# How can I get started with launchpad?



## Amethyst star (May 2, 2015)

I want to learn how to mix sounds and get used to it before I get a launchpad mini,I downloaded a demo for Fruity loops and it's quite overwhelming to say the least.
So can anyone with experience teach me some of the basics or what I need to know before getting started?


----------



## Algorithm-Dude (May 3, 2015)

stooop stop stop. You use Launchpad = you use Ableton, not FL. It was designed for Ableton firstly, and - trust me - Abl is MUCH MORE suitable for your needs.
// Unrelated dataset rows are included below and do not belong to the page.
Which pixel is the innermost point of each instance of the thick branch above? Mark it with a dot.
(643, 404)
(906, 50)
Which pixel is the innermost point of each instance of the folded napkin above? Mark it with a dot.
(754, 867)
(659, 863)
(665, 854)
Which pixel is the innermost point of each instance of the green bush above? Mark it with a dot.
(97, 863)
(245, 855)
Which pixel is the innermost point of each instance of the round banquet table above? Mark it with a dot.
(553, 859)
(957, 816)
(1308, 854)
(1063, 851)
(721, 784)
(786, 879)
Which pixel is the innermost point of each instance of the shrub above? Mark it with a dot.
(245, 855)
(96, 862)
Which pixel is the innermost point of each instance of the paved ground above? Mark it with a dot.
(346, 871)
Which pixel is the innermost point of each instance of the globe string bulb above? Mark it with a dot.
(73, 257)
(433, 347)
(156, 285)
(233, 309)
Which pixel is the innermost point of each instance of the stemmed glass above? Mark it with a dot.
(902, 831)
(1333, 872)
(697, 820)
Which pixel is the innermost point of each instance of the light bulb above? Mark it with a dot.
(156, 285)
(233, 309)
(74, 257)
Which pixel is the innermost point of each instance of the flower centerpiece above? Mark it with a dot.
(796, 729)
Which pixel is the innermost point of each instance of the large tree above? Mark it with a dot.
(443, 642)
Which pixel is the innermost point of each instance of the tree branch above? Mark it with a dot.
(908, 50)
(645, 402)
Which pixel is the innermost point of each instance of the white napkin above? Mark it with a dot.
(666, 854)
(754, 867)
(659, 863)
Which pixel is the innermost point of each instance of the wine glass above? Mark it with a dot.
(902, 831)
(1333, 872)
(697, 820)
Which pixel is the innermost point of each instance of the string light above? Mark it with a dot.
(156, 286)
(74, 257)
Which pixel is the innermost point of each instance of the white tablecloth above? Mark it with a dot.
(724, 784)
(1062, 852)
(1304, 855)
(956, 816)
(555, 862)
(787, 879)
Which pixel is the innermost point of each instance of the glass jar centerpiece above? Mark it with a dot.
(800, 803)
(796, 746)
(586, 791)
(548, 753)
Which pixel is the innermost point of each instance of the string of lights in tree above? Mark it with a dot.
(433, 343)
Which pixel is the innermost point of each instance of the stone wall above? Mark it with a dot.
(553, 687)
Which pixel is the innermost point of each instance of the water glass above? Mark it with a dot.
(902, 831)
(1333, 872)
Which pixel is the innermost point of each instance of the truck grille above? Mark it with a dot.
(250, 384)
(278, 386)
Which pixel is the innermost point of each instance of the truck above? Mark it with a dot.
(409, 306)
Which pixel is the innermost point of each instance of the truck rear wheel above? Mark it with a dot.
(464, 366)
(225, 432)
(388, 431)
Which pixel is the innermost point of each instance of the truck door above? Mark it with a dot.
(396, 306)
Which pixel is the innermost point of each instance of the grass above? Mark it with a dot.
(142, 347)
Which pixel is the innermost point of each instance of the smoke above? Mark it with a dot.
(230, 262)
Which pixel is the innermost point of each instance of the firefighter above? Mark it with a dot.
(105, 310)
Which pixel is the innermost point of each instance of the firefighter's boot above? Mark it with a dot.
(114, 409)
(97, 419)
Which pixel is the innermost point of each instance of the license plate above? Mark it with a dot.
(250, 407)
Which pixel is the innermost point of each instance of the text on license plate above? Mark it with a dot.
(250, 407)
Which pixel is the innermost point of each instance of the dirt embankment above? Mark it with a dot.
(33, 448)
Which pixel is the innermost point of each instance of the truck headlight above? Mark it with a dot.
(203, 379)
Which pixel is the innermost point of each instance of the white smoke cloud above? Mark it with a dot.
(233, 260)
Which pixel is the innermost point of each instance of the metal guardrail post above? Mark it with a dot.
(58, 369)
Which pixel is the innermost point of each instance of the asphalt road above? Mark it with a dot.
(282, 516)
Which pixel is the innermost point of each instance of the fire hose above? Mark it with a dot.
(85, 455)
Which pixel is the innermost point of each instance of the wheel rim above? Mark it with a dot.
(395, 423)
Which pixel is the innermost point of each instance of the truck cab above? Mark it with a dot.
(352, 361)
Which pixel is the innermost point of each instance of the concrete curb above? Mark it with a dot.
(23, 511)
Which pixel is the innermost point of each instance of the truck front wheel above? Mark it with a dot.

And FL's MIDI interface is buggy, whereas Abl's is not~ So:
1) DOWNLOAD. ABLETON. 
2) Watch basic guides and, for you launchpad lovers, tutorials about Live mode. (Live mode mixing || Live mode playing, cause playing tracks as a DJ and playing YOUR Ableton track live are done both in Live mode, but in different ways.)
3) Try to play Live mode with a mouse or something.
4) Assure that you NEED that for that money.
5) Enjoy..


----------



## Amethyst star (May 3, 2015)

Alright thx for this info maybe now I can now get started on reasearching all that I need and then look up tutorials on how to begin to mix sounds and actually do something, tbh I'm still quite new to this but anyways thanks again might have been a nightmare if I continued with FL for no reason. XP


----------